Proprio da questo punto vorrei partire nell’esaminare gli scritti in questione, incentrati sulla definizione di geopolitica e sull’analisi dei maggiori studiosi di tale disciplina. Un concetto che viene spesso ribadito in queste righe è proprio dedicato all’importanza della scienza geopolitica, sotto molti punti di vista. La geopolitica è la chiave di lettura fondamentale per interpretare il presente e dettare l’agenda internazionale di qualunque Paese si pretenda sovrano. Nelle Nazioni uscite sconfitte dal secondo conflitto bellico mondiale spesso tale disciplina è stata negletta, offuscata, denigrata come “pseudoscienza nazista”, ad esclusivo vantaggio dei vincitori, i quali invece hanno continuato a servirsene intelligentemente per perseguire i propri scopi. Arriviamo così ad un’altra questione fondamentale, ossia la stretta correlazione tra geopolitica e volontà politica. La geopolitica è il letto del fiume, l’alveo nel quale scorre il fiume della Storia, con i suoi conflitti e le sue dinamiche. Ogni conflitto può essere senz’altro spiegato con gli strumenti che la geopolitica fornisce. Un popolo che non sia a conoscenza di questi strumenti è relegato a un ruolo subalterno, di comprimario, quando non addirittura condannato alla servitù, ad essere una colonia. Quando l’azione politica si discosta dai dettami della geopolitica, si arriva, sic et simpliciter, a una perdita di sovranità. Non a caso i maggiori studiosi citati in questo volume provengono da Paesi che hanno sempre tenuto in grande considerazione questo tipo di analisi, dall’inglese Mackinder al tedesco Haushofer.

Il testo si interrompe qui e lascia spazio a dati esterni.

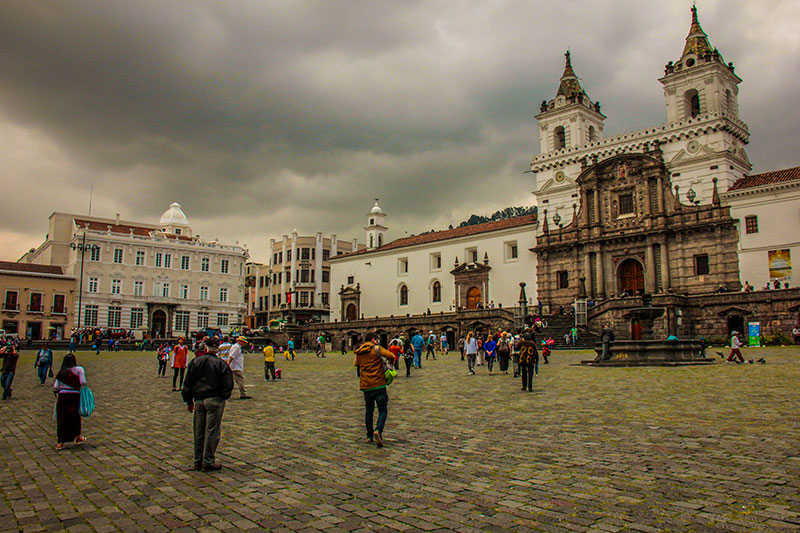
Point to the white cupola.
(376, 227)
(174, 221)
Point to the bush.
(777, 339)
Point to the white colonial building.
(702, 139)
(466, 267)
(160, 278)
(702, 145)
(767, 207)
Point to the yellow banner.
(780, 264)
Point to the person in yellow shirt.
(269, 362)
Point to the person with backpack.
(489, 349)
(371, 361)
(503, 352)
(67, 389)
(528, 360)
(471, 349)
(431, 344)
(419, 343)
(43, 363)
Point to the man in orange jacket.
(369, 363)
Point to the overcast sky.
(261, 117)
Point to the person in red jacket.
(180, 358)
(370, 363)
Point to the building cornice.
(636, 140)
(764, 189)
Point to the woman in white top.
(68, 392)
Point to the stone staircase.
(560, 325)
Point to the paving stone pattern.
(604, 449)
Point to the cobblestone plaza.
(645, 449)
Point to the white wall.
(380, 279)
(778, 212)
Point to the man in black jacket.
(208, 384)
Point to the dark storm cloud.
(261, 117)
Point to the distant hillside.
(508, 212)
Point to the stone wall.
(458, 323)
(706, 315)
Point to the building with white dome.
(151, 278)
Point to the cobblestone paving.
(644, 449)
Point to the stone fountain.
(646, 351)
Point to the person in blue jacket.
(419, 344)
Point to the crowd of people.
(207, 381)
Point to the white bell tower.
(700, 82)
(376, 227)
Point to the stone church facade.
(631, 234)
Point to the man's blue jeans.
(371, 398)
(42, 369)
(5, 380)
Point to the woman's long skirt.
(68, 416)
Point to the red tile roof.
(767, 178)
(30, 267)
(124, 229)
(435, 236)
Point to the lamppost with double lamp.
(82, 247)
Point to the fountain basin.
(651, 353)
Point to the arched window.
(692, 103)
(559, 138)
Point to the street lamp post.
(82, 247)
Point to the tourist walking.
(10, 358)
(236, 362)
(515, 353)
(606, 338)
(370, 368)
(528, 360)
(431, 344)
(321, 340)
(419, 344)
(736, 353)
(408, 355)
(269, 362)
(471, 349)
(546, 347)
(43, 363)
(224, 351)
(180, 358)
(67, 388)
(208, 385)
(396, 347)
(503, 352)
(163, 358)
(489, 349)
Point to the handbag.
(86, 407)
(388, 367)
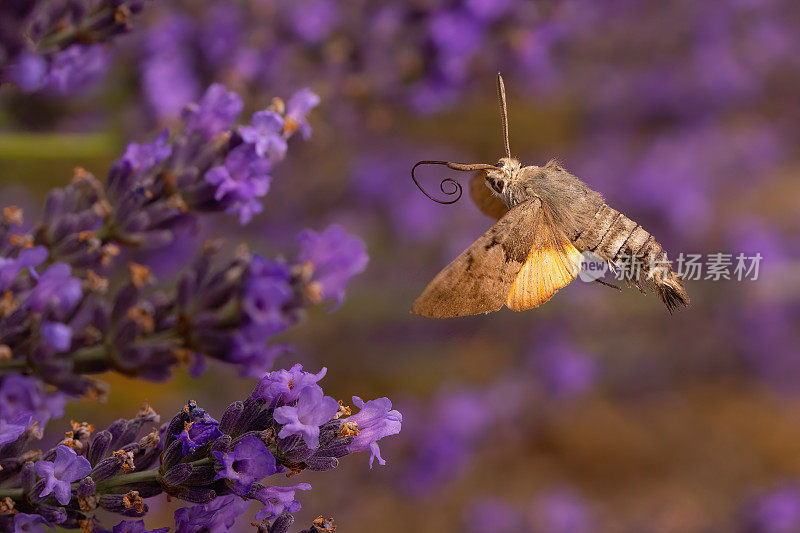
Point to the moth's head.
(500, 177)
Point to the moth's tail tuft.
(670, 289)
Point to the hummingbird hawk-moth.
(545, 218)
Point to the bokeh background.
(596, 412)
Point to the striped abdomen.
(618, 239)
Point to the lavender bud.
(172, 455)
(197, 495)
(146, 489)
(230, 417)
(282, 523)
(105, 469)
(27, 478)
(86, 486)
(55, 515)
(250, 411)
(298, 454)
(201, 475)
(322, 464)
(174, 428)
(336, 449)
(289, 443)
(99, 447)
(221, 444)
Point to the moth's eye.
(495, 184)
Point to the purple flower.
(250, 461)
(57, 288)
(375, 420)
(136, 526)
(494, 516)
(488, 9)
(168, 79)
(335, 256)
(217, 516)
(30, 523)
(242, 179)
(22, 395)
(313, 20)
(312, 410)
(561, 511)
(250, 352)
(566, 372)
(56, 335)
(276, 500)
(215, 113)
(298, 107)
(265, 135)
(27, 258)
(67, 467)
(77, 66)
(10, 430)
(200, 429)
(144, 156)
(286, 385)
(266, 292)
(29, 73)
(777, 511)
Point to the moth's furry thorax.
(570, 202)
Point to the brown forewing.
(479, 280)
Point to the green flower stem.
(111, 483)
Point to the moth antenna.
(456, 189)
(501, 94)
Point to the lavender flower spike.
(265, 135)
(286, 385)
(312, 410)
(218, 515)
(58, 474)
(334, 257)
(276, 500)
(375, 420)
(249, 462)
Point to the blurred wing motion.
(489, 204)
(521, 262)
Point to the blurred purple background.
(595, 412)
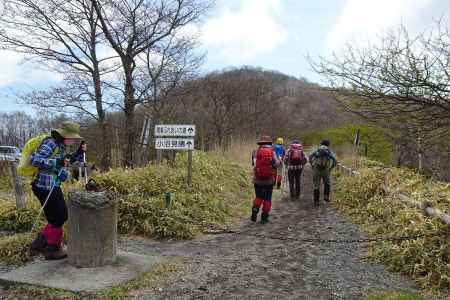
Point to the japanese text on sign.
(175, 130)
(174, 143)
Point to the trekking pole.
(301, 184)
(285, 179)
(43, 205)
(85, 168)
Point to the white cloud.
(241, 33)
(15, 72)
(364, 20)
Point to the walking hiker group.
(268, 161)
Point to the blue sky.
(273, 34)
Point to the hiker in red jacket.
(294, 161)
(264, 161)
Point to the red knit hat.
(264, 140)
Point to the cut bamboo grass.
(426, 207)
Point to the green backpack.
(25, 167)
(323, 160)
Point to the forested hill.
(249, 101)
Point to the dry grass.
(240, 151)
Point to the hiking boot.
(254, 216)
(316, 197)
(264, 218)
(326, 193)
(55, 253)
(39, 244)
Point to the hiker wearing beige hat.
(45, 160)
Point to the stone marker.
(92, 229)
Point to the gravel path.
(241, 266)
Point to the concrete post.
(92, 229)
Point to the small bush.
(427, 260)
(217, 194)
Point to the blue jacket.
(279, 151)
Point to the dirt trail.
(237, 266)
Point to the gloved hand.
(60, 177)
(63, 175)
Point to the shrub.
(427, 259)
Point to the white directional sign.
(175, 130)
(174, 143)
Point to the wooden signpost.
(176, 137)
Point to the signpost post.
(176, 137)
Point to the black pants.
(56, 210)
(294, 176)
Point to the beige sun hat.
(69, 130)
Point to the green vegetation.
(395, 296)
(427, 259)
(379, 147)
(220, 192)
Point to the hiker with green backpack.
(323, 160)
(45, 160)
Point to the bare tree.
(403, 78)
(62, 36)
(401, 84)
(132, 27)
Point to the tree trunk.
(105, 162)
(130, 104)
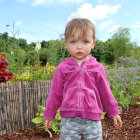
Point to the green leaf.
(37, 120)
(138, 103)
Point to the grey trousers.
(74, 128)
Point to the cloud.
(135, 26)
(99, 12)
(105, 24)
(71, 1)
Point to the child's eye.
(85, 41)
(73, 42)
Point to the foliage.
(33, 73)
(4, 75)
(39, 121)
(125, 81)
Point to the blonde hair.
(84, 26)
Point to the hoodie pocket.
(80, 98)
(87, 98)
(71, 98)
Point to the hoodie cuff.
(49, 115)
(113, 112)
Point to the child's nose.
(79, 45)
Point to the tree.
(121, 42)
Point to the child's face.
(79, 47)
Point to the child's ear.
(65, 43)
(94, 42)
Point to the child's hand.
(48, 124)
(117, 121)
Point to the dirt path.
(129, 131)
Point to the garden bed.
(129, 131)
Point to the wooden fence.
(19, 101)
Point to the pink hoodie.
(80, 91)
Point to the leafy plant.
(4, 75)
(39, 121)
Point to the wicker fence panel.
(19, 101)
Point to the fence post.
(21, 105)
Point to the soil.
(129, 131)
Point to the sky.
(38, 20)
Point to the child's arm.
(109, 103)
(55, 95)
(48, 124)
(117, 121)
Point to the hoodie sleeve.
(109, 103)
(55, 95)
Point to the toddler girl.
(80, 88)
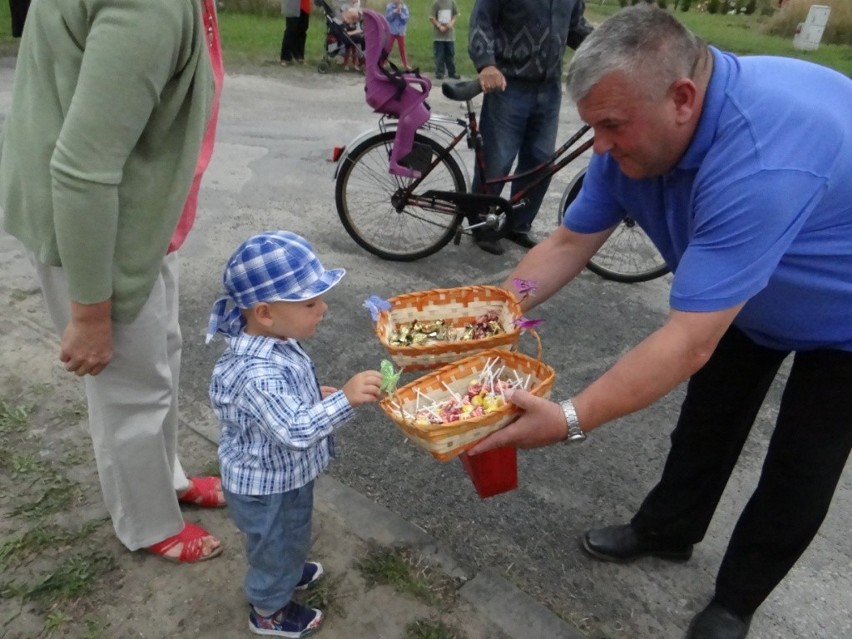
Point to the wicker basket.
(445, 441)
(456, 307)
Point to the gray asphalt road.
(271, 169)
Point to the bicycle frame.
(451, 202)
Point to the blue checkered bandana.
(276, 266)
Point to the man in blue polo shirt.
(739, 170)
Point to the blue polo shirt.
(758, 209)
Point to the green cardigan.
(110, 102)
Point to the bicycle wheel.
(628, 255)
(375, 211)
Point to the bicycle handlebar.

Ma la geopolitica è anche questione di spazio, e ad ogni Paese è assegnato nella Storia un ruolo derivante dalla sua posizione nello spazio e dalla sua volontà politica, che ne determinano la potenza. Proprio questi elementi – spazio, volontà, potenza – rientrano di frequente in questo vero e proprio trattato di geopolitica, che consiglieremmo non solo a chi ha già le basi di questa disciplina, ma anche a quanti si stessero avvicinando solo ora a tali affascinanti studi. Citiamo solo un paio di casi a titolo esemplificativo di quanto andiamo affermando, cominciando dall’Inghilterra: ex potenza talassocratica, oggi ridotta a mera propaggine nordamericana, ha conosciuto un passato imperialista, favorito dalla posizione insulare, il cui ruolo è sempre stato, ed è tuttora, quello di dividere l’Europa ed impedirne una reale unificazione, a tutto vantaggio dell’imperialismo talassocratico degli Stati Uniti d’America. Un altro esempio che vorrei citare è quello della Russia, gigante tellurocratico par excellence, unico Paese che oggi possa guidare una più che auspicabile riscossa eurasiatica per un mondo multipolare sotto un’unica bandiera – forse più oggi di quanto non lo fosse prima, ingessato com’era il mondo in una deleteria divisione tra due blocchi contrapposti. Ci rendiamo perfettamente conto che, in un’Europa uscita tutta quanta sconfitta dalla Seconda Guerra Mondiale e poi occupata da centinaia di basi Nato che puntano i missili contro la Russia, stiamo parlando di un processo destinato a durare decenni; ma, come è scritto in questo libro (p. 89), “Necessiteranno mille anni? Poco importa! L’importante è iniziare subito, ora, oggi stesso a ragionare in termini di continenti, a fare della geopolitica una scienza, una dottrina e una fede” e a scrollarci di dosso, aggiungiamo noi, una mentalità coloniale inculcataci inizialmente con le armi e successivamente con i Mac Donald’s, gli I-Phone e la lingua inglese, la cui spropositata diffusione in qualunque ambito sta imbarbarendo e squalificando le lingue europee.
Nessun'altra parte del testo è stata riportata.